For most people, sushi, sashimi and other raw fish dishes are safe if made with fresh, commercially frozen fish.
Fish, like all other living things, can contain parasites. However, freezing and cooking kills the parasites.
Most home freezers are not cold enough to kill parasites. If you freeze fish for raw dishes, be sure that your freezer can reach -4 F or lower. The fish must then be kept at this temperature for 168 hours (seven days).
Though freezing kills parasites, it does not kill bacteria. Thus people at risk should not eat raw finfish.
Norwalk and Similar Viruses
Norwalk viral infection is caused by the Norwalk virus. It and similar viruses are recognized as leading causes of food-borne illness in the United States. They have been linked to intestinal illness in communities, camps, schools, institutions and families. Contaminated water is the most common source of outbreaks. Shellfish and salad ingredients are the foods most often implicated. Eating raw or partially cooked clams and oysters poses a high risk for infection.
The symptoms of infection by the Norwalk virus appear one to two days after eating contaminated food. They include nausea, vomiting, diarrhea and stomach cramps. The illness lasts two to three days. Severe illness is uncommon.
Some viruses are heat-resistant and are not destroyed by cooking.
Other seafood safety concerns include scombroid poisoning and ciguatera poisoning, the two most common diseases caused by marine toxins.
Scombroid poisoning, also known as histamine fish poisoning, is caused by consuming scombroid and mackerel-like marine fish that have not been kept at low enough temperatures after being caught. Fish most commonly involved include tunas, mackerels, bluefish, dolphin (mahi-mahi) and amberjacks. When these fish are not quickly and properly iced after capture, bacteria on the surface begin to convert the amino acid histidine to histamine. Large amounts of histamine can cause an allergic response such as rash, diarrhea, facial flushing, sweating, headache and vomiting. There may also be burning or swelling of the mouth, abdominal pain or a metallic taste. The symptoms appear within a few minutes to two hours after eating the fish. Symptoms usually last four to six hours and rarely exceed two days.
Histamine in fish cannot be destroyed by freezing or cooking. Although scombroid poisoning can be a problem in the commercial seafood industry, it can also pose a significant problem for recreational fishers who do not handle their catch properly. Illnesses due to these natural toxins do pose serious safety concerns, but seem to be improving as people, especially anglers, ice seafood more and properly.
Ciguatera occurs most often from eating reef fish that harbor the toxin ciguatera. Ciguatoxic fish are not inherently toxic. The poisonous substance originates in microscopic sea plants. Small fish feeding on these organisms become toxic. They in turn get eaten by larger fish, and in time, the larger fish become toxic, too. Thus the toxin moves up the food chain into the large predatory fish often favored by consumers. While barracuda are commonly associated with ciguatera, some other fish, including grouper, snapper and sea bass that live in tropical reef waters, can be toxic.
Toxic fish cannot be detected by appearance, taste or smell, and cooking does not inactivate the toxin. Vacationers and inexperienced recreational fishers should use care in waters where ciguatera thrives.
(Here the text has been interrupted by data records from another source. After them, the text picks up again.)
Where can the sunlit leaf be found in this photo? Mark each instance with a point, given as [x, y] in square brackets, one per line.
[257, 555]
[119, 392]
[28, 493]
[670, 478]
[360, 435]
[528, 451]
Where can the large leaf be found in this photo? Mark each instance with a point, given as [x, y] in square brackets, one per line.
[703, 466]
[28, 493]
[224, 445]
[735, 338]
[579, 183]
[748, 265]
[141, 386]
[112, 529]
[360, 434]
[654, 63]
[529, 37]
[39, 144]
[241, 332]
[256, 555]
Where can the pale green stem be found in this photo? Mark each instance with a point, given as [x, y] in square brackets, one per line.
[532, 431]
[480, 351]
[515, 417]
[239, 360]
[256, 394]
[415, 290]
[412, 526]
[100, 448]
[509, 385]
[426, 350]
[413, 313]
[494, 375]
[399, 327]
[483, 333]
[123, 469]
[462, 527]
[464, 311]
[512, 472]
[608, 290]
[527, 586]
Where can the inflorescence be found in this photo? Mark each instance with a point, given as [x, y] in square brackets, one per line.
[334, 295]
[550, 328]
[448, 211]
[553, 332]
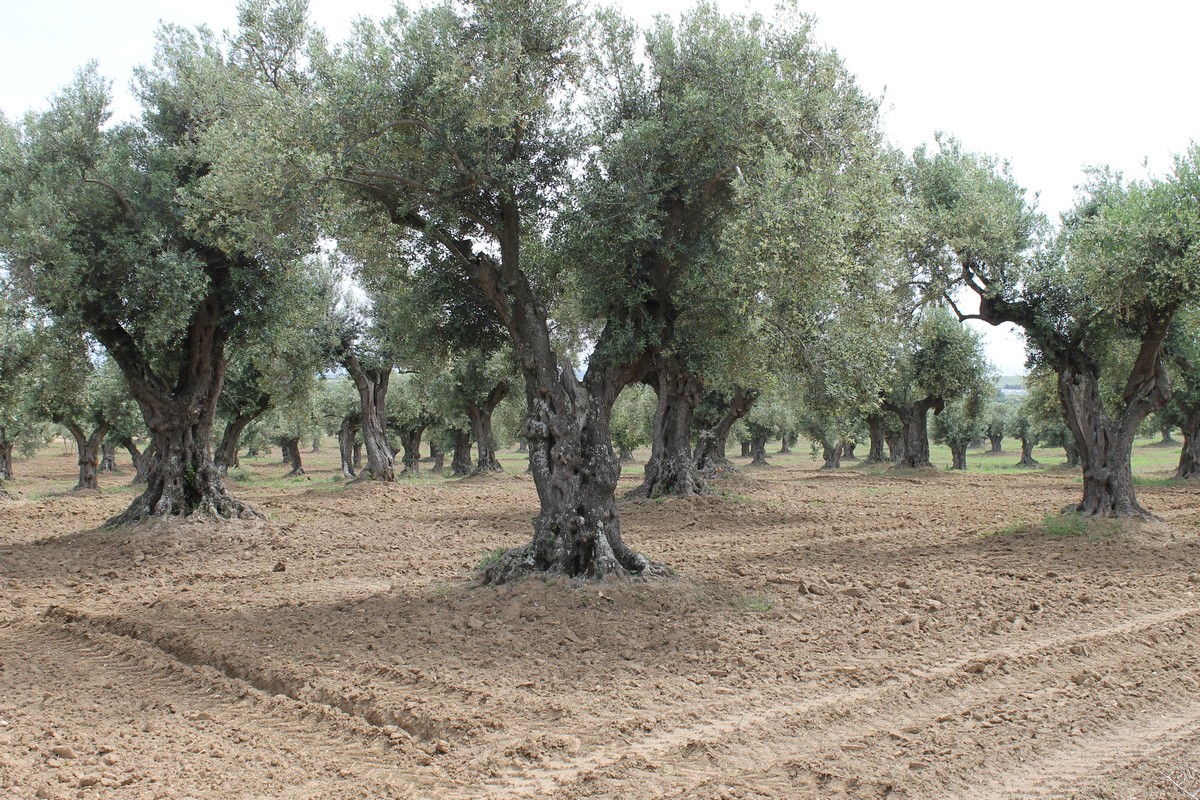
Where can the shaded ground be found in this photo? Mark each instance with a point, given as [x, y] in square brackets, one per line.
[843, 635]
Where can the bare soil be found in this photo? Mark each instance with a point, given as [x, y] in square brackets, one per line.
[845, 635]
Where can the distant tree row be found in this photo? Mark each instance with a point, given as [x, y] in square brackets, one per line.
[532, 199]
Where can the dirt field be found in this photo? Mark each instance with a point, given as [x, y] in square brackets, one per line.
[846, 635]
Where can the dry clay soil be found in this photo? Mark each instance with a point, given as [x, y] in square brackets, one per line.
[846, 635]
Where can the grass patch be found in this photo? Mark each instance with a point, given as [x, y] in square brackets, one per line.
[1139, 480]
[1065, 524]
[490, 559]
[755, 603]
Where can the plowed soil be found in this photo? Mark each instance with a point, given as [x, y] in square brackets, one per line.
[845, 635]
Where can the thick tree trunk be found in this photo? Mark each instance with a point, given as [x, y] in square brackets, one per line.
[895, 446]
[577, 531]
[107, 457]
[89, 453]
[411, 443]
[5, 459]
[759, 449]
[1105, 445]
[226, 456]
[291, 447]
[372, 385]
[959, 455]
[879, 439]
[709, 455]
[1027, 458]
[141, 459]
[915, 420]
[1189, 457]
[831, 453]
[346, 434]
[461, 464]
[180, 476]
[671, 470]
[480, 415]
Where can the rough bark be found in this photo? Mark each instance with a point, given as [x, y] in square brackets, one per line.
[480, 415]
[831, 453]
[759, 449]
[5, 459]
[291, 446]
[879, 439]
[460, 464]
[1105, 445]
[88, 447]
[671, 469]
[1027, 458]
[141, 459]
[895, 446]
[411, 443]
[575, 470]
[372, 385]
[959, 455]
[346, 434]
[1189, 457]
[180, 476]
[709, 453]
[107, 457]
[915, 419]
[226, 456]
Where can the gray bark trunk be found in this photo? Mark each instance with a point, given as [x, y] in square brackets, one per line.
[671, 469]
[372, 385]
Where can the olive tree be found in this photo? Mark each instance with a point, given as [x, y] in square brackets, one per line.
[1123, 263]
[112, 228]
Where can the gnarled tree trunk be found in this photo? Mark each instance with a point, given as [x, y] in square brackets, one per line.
[915, 419]
[226, 456]
[1027, 459]
[1189, 457]
[89, 452]
[346, 434]
[372, 385]
[480, 415]
[879, 439]
[180, 476]
[460, 464]
[107, 457]
[671, 469]
[831, 455]
[759, 447]
[5, 459]
[959, 455]
[1105, 445]
[411, 443]
[291, 447]
[709, 455]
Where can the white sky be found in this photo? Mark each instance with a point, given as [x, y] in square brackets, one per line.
[1051, 85]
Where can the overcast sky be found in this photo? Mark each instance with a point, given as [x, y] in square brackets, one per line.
[1051, 85]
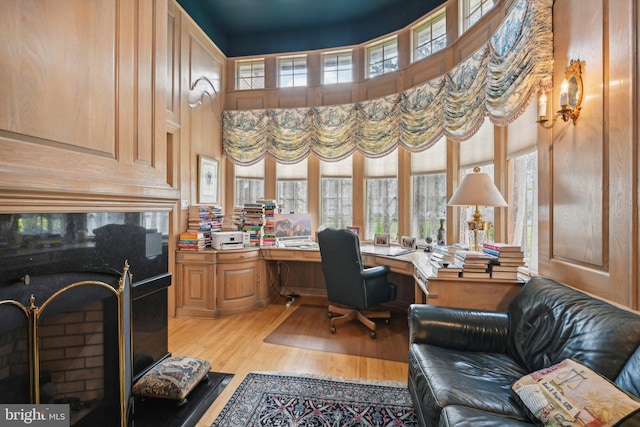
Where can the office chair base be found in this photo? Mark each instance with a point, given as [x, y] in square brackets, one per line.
[364, 317]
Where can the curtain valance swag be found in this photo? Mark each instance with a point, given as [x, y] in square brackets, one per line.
[498, 81]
Symptoms of ciguatera begin from 30 minutes to six hours after eating contaminated fish. They include nausea, diarrhea, vomiting, headache and muscle aches. These symptoms can be followed by neurological discomforts such as headache, flushing, a tingling or numb sensation on the lips, tongue and mouth, nightmares or hallucinations. In more severe cases, the most definitive symptom is a cold-to-hot sensory reversal so that cold objects feel hot and hot objects feel cold. Symptoms usually last from one to four weeks.
Mercury in Fish
While seafood makes part of a healthy diet, some fish contain high levels of a form of mercury, methylmercury, that can harm an unborn child’s developing nervous system if eaten regularly. Nearly all fish contain trace amounts of methylmercury that are not harmful to humans. But large, long-lived fish that feed on other fish accumulate the highest levels and pose the greatest threat to people who eat them regularly.
The FDA advises pregnant women, and women who may become pregnant, not to eat four fish: shark, swordfish, king mackerel and tilefish. It also recommends that nursing mothers and young children not eat these fish.
In 2001, the FDA advised these women to select a variety of other seafood, including shellfish, canned fish, smaller ocean fish and farm-raised fish. The FDA states that they can safely eat 12 ounces of cooked fish per week.
Current FDA advisories on seafood safety can be found online at www.fda.gov.